There’s no shortage of crude in the world today. Just the opposite, in fact—a surfeit of oil precipitated the price collapse that saw the value of a barrel of crude quarter in just two short years before rebounding to where it is today, less than half the price it was three years ago. Surging U.S. production, driven by the shale revolution, has created a glut that even now oil producers both inside and out of OPEC are working to reduce.

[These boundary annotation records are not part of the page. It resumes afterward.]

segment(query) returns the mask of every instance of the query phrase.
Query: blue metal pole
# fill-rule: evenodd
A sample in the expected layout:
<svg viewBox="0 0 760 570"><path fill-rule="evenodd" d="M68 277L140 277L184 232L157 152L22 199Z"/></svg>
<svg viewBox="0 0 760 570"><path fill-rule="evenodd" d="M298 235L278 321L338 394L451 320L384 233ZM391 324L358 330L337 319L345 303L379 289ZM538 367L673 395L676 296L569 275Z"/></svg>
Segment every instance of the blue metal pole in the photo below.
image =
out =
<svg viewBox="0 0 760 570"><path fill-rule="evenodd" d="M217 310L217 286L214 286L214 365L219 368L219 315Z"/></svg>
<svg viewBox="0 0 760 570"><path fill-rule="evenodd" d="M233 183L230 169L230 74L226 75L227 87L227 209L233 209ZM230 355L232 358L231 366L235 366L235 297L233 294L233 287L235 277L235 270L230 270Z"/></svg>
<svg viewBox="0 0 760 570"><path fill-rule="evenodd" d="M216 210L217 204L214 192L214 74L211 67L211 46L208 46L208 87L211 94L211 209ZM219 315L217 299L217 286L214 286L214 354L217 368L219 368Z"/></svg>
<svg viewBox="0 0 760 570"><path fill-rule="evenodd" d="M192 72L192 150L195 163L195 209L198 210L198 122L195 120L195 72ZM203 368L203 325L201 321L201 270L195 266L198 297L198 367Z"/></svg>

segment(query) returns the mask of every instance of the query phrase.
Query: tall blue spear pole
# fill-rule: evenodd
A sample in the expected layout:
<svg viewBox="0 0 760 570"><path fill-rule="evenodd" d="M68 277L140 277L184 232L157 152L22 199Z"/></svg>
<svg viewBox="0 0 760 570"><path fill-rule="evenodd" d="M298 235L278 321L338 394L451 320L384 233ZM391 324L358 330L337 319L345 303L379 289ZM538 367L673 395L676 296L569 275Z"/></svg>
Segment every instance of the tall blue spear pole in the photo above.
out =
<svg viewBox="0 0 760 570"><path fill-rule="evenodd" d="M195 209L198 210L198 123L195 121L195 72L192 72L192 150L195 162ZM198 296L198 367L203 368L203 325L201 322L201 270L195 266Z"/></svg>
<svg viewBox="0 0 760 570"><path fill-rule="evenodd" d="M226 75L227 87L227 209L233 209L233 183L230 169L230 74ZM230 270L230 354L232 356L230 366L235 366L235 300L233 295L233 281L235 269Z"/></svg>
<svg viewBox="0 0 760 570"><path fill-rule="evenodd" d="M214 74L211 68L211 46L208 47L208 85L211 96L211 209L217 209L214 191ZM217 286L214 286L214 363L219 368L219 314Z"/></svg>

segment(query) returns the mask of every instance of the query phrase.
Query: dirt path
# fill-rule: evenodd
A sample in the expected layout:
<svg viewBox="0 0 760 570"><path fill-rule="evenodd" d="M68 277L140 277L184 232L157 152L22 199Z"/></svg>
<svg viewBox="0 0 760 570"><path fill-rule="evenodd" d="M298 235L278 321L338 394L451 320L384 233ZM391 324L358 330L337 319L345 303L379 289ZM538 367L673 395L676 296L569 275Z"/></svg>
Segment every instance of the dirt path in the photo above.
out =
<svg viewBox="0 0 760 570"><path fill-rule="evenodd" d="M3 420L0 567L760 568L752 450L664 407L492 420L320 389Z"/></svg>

An oversupply can be a good problem to have, especially if you’re not the producer, but for the oil industry, low prices can create some medium-term headaches. In their attempts to adapt to the new market reality, oil companies around the world have had to cut their capital expenditure budgets to try and stay in the black. That’s meant a lot less cash has been spent on the exploration of new projects, and that could prove costly when the current generation of oil operations mature without new fields to transition to. The IEA reports:
Oil discoveries declined to 2.4 billion barrels in 2016, compared with an average of 9 billion barrels per year over the past 15 years. Meanwhile, the volume of conventional resources sanctioned for development last year fell to 4.7 billion barrels, 30% lower than the previous year as the number of projects that received a final investment decision dropped to the lowest level since the 1940s.
The one outlier at the moment is U.S. shale, which has been ramping up output in recent months as producers find new ways to stay in the black even at $50 crude. Here in the states, companies are still spending on exploration and being rewarded for it, in large part because the scale of these so-called “unconventional” projects is much smaller than more conventional fields, which makes the up-front capital costs easier to bear for these companies in today’s bearish market. “The key question for the future of the oil market,” said IEA executive director Fatih Birol, “is for how long can a surge in US shale supplies make up for the slow pace of growth elsewhere in the oil sector.”
And it’s not all doom and gloom outside of American shale. France’s Total announced this week that it approved its first new project since the oil price collapse, a shale gas project in Argentina’s resource-rich Vaca Muerta formation.
However much greens wish we could move to a post-oil world, the global economy remains heavily reliant on crude to function. Supplies ebb and flow, but the significant surge in production today is inevitably going to lead to the pendulum swinging back the other way some years down the road. When that happens, we’ll need new projects to come online to help meet global demand. U.S. shale can’t do it alone.